Thursday, May 23, 2013

OpenCV setup for Mac

Homebrew makes setup easy.

This is for OSX 10.7+:
1) Install the latest XCode and its command line tools (must install separately).
2) Install homebrew
$ ruby -e "$(curl -fsSL https://raw.github.com/mxcl/homebrew/go)"
$ brew doctor
- make any fixes the doctor recommends
$ brew tap hombrew/science
- this gives you access to a group of science-related brew formulas
$ brew install opencv
- will probably install the latest mac-compatible OpenCV; as of this writing, the OpenCV version was 2.4.5

In XCode, if you set the correct Additional Library and Header paths in Build Settings, but still get linker errors when you try to compile OpenCV C++ code, in Build Settings edit the Standard C++ library to choose libstdc++ (GNU C++ standard library) instead.

Thursday, May 9, 2013

Automatic panorama

Coded in OpenCV 2.4.2 and C++. I initially tried to use OpenCV's Python wrapper, but the documentation was quite bad. So it was C++ instead, which was pretty fun. Like, in Python I'd just think of sticking an ArgumentParser for command line arguments, but in C++ it felt natural to write a recursive option parser. I decided not to use Matlab because (1) I don't have it on my laptop, (2) I wanted something I could play with later, or use easily.
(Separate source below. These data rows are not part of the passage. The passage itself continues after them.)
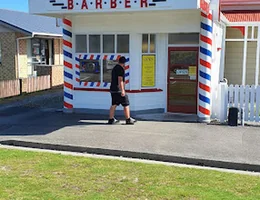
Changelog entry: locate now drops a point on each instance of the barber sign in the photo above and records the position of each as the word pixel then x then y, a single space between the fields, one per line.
pixel 106 5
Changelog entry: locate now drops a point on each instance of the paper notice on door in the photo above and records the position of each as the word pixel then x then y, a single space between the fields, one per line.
pixel 193 72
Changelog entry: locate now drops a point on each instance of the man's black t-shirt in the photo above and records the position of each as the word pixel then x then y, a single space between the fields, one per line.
pixel 116 72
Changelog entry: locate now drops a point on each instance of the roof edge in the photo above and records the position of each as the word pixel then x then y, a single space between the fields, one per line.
pixel 16 28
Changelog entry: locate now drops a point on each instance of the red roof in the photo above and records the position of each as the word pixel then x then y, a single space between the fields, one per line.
pixel 243 16
pixel 239 2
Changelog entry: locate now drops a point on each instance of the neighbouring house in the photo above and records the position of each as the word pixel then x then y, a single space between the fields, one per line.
pixel 30 45
pixel 242 43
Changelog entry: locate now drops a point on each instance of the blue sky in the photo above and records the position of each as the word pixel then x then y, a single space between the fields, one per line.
pixel 21 5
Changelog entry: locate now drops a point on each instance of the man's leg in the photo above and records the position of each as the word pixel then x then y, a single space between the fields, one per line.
pixel 112 111
pixel 127 112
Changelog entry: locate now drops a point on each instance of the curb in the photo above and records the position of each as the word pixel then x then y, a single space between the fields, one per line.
pixel 138 155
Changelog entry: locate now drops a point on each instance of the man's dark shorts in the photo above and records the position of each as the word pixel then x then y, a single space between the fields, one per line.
pixel 117 99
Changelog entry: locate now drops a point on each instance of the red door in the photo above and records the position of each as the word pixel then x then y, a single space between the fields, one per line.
pixel 183 80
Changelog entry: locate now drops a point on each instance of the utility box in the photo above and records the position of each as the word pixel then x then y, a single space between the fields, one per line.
pixel 233 116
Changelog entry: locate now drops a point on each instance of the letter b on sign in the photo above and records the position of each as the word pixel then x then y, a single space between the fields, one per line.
pixel 70 4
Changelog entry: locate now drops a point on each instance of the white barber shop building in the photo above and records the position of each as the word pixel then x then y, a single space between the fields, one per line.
pixel 173 48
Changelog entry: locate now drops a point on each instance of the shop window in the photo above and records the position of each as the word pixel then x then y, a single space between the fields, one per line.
pixel 90 70
pixel 235 32
pixel 103 44
pixel 122 43
pixel 81 43
pixel 183 38
pixel 108 65
pixel 42 51
pixel 148 60
pixel 108 43
pixel 149 44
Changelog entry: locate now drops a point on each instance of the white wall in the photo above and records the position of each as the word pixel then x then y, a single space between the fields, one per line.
pixel 160 23
pixel 216 61
pixel 4 29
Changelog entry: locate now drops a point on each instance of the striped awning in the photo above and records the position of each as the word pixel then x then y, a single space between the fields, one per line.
pixel 245 16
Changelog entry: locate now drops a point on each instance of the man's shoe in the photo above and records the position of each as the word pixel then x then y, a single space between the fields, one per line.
pixel 134 120
pixel 130 121
pixel 113 121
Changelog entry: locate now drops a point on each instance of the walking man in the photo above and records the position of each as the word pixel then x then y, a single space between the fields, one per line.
pixel 117 90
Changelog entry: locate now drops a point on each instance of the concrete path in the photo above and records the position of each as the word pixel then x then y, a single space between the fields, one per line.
pixel 193 143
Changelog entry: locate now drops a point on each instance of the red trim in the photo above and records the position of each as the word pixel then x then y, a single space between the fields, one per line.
pixel 206 39
pixel 205 63
pixel 67 22
pixel 68 85
pixel 204 87
pixel 182 109
pixel 209 16
pixel 66 64
pixel 67 105
pixel 127 91
pixel 204 111
pixel 241 28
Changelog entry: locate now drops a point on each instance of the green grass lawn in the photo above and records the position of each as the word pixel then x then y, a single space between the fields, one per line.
pixel 33 175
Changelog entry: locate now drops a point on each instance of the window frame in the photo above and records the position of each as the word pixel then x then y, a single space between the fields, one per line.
pixel 101 53
pixel 152 54
pixel 1 54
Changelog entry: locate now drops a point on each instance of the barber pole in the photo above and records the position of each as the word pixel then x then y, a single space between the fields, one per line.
pixel 205 63
pixel 68 64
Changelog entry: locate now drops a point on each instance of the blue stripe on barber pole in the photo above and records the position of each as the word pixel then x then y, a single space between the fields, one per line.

The human eye naturally recognizes the relationship of points in two photographs. First I did manual landmarking (user clicks pairs of interesting points on the two images he/ she wants to stitch). To mosaic more than one image, do manual consecutive mapping for better results (the order that you put images together is important).

Automating manual clicking

Then with feature detector and extractors, I obtained descriptors of landmarks, and matched them. This was all done with the OpenCV library. However, it's findHomography function, where it finds the projective transformation from image 1's coordinate system to the other, was not very good. For non-planar surfaces, they would fail immediately.

So instead of using that, I implemented my own outlier/ inlier algorithms. It was really quite easy, but with some inaccuracies. It was also slower.